「感心させられたトルコのコメディ・ドラマ」

2011年1月10日


 トルコの友人と夕食を済ました後、もう一人のトルコの友人宅を、訪問することになった。何時ものようにトルコの紅茶がふるまわれ、お菓子やナッツが出ると、突然、友人が「俺の見たいドラマがあるから、悪いが付き合ってくれ。」という。

このドラマはトルコのATV というテレビ会社が、放送しているコメディだった。内容は何処にでもあるような、コメディ仕立てのラブストーリーなのだが、実に面白い。時折友人が内容を説明してくれるのだが、その説明が無くとも、十分に筋立てが理解できるし、笑えるものだった。

アゼルバイジャンから来た若い女性が、トルコで仕事に就こうと思い、偽装結婚を思い立つ。友人の紹介でしかるべき男を、その偽装結婚の相手にしようと思うのだが、もちろん結婚する気はない。

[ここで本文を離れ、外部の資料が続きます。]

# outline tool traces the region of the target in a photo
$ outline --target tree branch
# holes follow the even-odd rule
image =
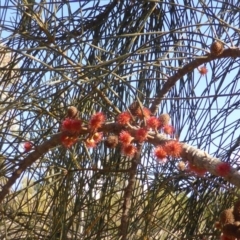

そこで金持ちの軽い女性を連れてきて、アゼルバイジャンから来た女性の代理をさせ、本当の結婚を逃れようとする。金持ちの女性はまんまとこの作戦にだまされて、偽装結婚の代理を務めることになる。

しかし、番狂わせが起こった。それは二人が会ってしまい、お互いに相手を気に入ってしまうのだ。そこで仕組んでいた、代理の女性と男性の夕食をぶち壊しにしようと思い、いろいろと策を練るという筋立てだ。

金持ちの軽い女性は夕食を、自分で料理することが出来ず、材料をそのまま皿に盛り付け、スープは味が濃すぎる。男性は生の材料を食べる気になれず、お腹が空いていないというと、軽い女性は彼にスープだけでも、飲んで欲しいとせがむ。

結果は、当然まずいということになり、軽い女性と相手の男性との関係は、進まない。(トルコの金持ち階級の若い女性は、ほとんど料理をすることが無いし、料理の仕方も知らないということ、を皮肉っている。)

その夕食の後に、二人の関係が進まないように、アゼルバイジャンから来た女性は策を練り、訪問販売員を次から次に送り込み、結果は彼女の考えたようになり、メデタシメデタシというものだった。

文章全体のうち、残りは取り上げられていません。